But the scientists said it remains to be seen whether the
forming planets contain ingredients for the emergence of life
or will include planets the size of Jupiter and Saturn, the
largest in our solar system. It was possible, they said, the
disk may consist only of asteroids and comets.
Keck II telescope on Mauna Kea, Hawaii
The star and dust formation could be what our solar system
looked like at the end of its main planetary formation phase,
Koerner called the finding a "missing link" in the study of
how planetary systems are born and evolve.
Scientists released an image of the probable site of planet
formation around the star, known as HR 4796. The image was
taken with a sensitive infrared camera developed at JPL.
HR 4796 is not the first candidate for possible Earth-like
planetary satellites, but it is one of the closest and also
represents a crucial period in planetary evolution.

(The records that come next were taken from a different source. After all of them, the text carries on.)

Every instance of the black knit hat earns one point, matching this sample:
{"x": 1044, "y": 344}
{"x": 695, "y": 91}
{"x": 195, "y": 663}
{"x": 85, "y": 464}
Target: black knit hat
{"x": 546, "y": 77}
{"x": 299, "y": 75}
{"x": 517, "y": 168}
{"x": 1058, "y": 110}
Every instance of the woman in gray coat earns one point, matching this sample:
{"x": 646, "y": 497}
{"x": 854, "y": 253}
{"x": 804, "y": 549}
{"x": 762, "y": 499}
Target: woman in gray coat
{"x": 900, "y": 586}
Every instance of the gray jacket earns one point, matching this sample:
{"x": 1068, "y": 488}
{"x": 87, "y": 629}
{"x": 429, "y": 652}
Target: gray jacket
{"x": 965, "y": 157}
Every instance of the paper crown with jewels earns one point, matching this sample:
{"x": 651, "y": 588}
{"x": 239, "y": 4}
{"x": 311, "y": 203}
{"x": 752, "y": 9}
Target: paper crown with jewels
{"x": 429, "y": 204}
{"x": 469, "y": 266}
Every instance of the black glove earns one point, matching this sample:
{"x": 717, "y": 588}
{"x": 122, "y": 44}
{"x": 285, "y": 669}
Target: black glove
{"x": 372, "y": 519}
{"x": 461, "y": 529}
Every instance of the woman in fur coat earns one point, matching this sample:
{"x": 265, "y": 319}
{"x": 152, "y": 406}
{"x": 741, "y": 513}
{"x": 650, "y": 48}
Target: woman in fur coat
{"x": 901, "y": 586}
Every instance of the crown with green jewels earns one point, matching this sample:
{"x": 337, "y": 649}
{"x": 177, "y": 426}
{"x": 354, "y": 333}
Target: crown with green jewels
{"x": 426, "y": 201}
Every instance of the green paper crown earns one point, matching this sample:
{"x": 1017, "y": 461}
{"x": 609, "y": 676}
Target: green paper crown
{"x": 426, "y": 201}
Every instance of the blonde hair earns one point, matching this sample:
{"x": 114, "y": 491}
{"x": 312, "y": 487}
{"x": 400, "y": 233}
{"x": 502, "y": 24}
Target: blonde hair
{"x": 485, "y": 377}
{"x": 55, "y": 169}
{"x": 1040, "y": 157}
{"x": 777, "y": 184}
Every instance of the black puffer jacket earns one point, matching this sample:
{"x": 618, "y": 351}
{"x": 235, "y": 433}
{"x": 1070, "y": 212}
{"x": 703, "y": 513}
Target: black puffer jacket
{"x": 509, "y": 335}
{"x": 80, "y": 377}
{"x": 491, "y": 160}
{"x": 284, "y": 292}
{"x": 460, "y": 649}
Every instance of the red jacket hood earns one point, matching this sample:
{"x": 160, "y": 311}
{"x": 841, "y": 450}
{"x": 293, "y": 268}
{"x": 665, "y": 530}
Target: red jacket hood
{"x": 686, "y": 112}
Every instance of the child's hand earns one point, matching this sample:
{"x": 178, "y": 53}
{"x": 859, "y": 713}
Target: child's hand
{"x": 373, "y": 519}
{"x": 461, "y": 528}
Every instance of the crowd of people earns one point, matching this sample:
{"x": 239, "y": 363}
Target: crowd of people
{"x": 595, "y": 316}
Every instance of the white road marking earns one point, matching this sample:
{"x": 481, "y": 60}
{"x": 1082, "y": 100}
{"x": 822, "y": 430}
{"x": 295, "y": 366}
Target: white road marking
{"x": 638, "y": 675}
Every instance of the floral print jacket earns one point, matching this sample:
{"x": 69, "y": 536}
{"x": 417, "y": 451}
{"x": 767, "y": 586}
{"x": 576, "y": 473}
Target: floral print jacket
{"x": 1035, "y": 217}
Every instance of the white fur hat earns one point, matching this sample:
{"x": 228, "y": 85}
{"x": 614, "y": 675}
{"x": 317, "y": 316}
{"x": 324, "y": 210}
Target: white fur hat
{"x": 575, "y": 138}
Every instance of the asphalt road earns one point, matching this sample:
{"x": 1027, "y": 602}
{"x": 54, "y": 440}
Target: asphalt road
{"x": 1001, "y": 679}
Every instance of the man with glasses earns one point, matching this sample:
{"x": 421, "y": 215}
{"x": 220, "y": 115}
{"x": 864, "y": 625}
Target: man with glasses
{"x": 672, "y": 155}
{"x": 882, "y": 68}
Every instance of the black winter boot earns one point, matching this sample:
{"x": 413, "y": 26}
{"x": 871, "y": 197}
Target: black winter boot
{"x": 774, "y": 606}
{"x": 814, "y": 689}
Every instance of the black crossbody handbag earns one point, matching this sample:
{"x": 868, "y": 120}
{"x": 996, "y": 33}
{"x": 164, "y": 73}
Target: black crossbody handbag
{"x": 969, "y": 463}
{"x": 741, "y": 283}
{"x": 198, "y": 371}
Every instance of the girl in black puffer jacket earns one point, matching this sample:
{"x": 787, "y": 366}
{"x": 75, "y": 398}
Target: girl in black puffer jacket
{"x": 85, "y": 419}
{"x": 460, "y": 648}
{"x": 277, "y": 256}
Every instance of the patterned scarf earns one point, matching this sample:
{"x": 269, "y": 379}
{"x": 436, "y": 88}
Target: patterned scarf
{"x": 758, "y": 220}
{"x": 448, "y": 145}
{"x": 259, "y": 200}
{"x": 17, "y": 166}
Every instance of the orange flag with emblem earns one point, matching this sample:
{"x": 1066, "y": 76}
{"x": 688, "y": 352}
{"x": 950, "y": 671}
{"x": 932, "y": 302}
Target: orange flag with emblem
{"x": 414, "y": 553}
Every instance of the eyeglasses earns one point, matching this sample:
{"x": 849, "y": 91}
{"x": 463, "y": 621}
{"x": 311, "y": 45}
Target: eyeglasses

It may be a youthful cousin of Beta Pictoris, which is also
a good prospect for a solar system like our own. But Beta
Pictoris, whose surrounding dust disk was discovered in 1983,
is about 200 million years old, while HR 4796 is about 10
million, a prime planet-making age.
A Keck II image without the effects of Keck's optics
and added noise shows the large hole in the dust cloud
HR 4796 and the outer disk was spotted by the Keck II
telescope on Mauna Kea, Hawaii, March 16 by astronomers based
at JPL and Franklin and Marshall College in Pennsylvania.
The dust disk was discovered at the same time by another team
at the Cerro Tololo Observatory in Chile. This team included
scientists from the Harvard-Smithsonian Center for
Astrophysics in Massachusetts and the University of Florida
Nature magazine Tuesday published related observations by
astronomers from the Joint Astronomy Center in Hawaii and at
the University of California, Los Angeles, funded by the
National Science Foundation and NASA.
These scientists said their observations of three of the most
well-known stars in the Milky Way -- Vega, Fomalhaut and Beta
Pictoris -- suggested that planets in our galaxy may be more
common than previously believed.
Reuters contributed to this report.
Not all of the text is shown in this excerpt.